Following the acclaimed release of its industrial title track, The Horrors have released their brand new 3 track ‘Lout’ EP, out now via Wolf Tone/Virgin Music Label & Artist Services. The EP tracks ‘Lout’ and ‘Org’ are also out now on blood red 7” vinyl, strictly limited to 1500 copies worldwide – the last few copies are available HERE.


According to lead singer Faris Badwan, “Lout is about the relationship between choice and chance, compulsive risk-taking and pushing your luck. As a band, particularly live, we’ve always had an aggressive side and as we began writing new songs it became clear that we were heading in that direction.”The industrial-edged EP is the first new music from the band since 2017’s critically acclaimed fifth album ‘V’, and is a notable sonic departure from the band’s recent work; “There’s something about it which feels like a return to a heavier sound but really it’s a million miles away from anything we’ve done.” says keyboardist Tom Furse; “Keeping the sound aggressive and the beats heavy was a central tenet, everything seemed to fall around that.”

In the words of bassist Rhys Webb “It’s the nastiest music we’ve made since Strange House.
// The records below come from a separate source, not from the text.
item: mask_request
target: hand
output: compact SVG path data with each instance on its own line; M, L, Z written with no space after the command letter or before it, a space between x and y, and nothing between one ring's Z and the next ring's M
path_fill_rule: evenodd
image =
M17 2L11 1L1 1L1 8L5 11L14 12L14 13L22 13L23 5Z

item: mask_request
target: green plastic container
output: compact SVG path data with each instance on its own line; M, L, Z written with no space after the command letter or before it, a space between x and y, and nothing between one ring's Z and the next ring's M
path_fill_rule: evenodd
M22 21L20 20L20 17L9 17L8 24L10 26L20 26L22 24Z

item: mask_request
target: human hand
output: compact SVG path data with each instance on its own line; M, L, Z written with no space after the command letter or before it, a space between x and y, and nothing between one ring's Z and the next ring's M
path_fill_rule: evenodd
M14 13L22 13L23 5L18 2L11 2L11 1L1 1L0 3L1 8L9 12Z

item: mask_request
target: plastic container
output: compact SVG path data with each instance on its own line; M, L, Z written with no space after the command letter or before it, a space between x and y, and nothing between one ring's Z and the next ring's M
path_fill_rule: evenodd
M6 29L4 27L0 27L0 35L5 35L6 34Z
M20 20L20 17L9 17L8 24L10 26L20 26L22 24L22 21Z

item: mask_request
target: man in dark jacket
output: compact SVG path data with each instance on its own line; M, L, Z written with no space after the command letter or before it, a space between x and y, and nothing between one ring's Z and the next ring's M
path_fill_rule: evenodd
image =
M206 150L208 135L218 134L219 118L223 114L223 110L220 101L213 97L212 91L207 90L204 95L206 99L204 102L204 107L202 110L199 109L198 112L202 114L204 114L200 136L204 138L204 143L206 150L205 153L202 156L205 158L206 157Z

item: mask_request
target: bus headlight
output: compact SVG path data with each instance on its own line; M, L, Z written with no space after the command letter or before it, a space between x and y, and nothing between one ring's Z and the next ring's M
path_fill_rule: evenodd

An intense barrage of industrial noise. A return to the spirit and attitude of our debut LP but blasted into the future.”

This bold new sound is partnered with a striking visual aesthetic carried across the artwork, visuals and merch collection born from exciting collaborations between the band and a new creative team led by Bunny Kinney, including a short film directed by Jordan Hemingway starring beauty executive Isamaya Ffrench and scored by guitarist Joshua Third and keyboardist Tom Furse, as well as press shots by Loverboy designer Charles Jeffrey.

Having enlisted the talents of indie and pop superproducer Paul Epworth on ‘V’, the Lout EP sees The Horrors return to their past methods of self-production, albeit under unusual circumstances due to the pandemic, as Tom explains; “Joe and I having both moved out of London to our respective coastlines meant that the process inherently became more about remote working, which was kinda always my tip anyway. The start of Org was me messing around with some samples at my home studio, the sounds were so aggressive, I knew the guys would like them. So a lot of that development of the music is us whirring away independently and then coming together when we think we’ve maxed out what we can do alone.”

“In the past whenever we’ve written stuff with a harder edge it’s come from the energy we get from all playing together in a room but creating this kind of atmosphere remotely was a different challenge.” says Faris; “It’s the same level of intensity as the 100-miles-an-hour stuff we’ve done in the past but the anger is somehow more channelled. I can’t wait to play these songs live as there’s so much freedom in that kind of chaos.”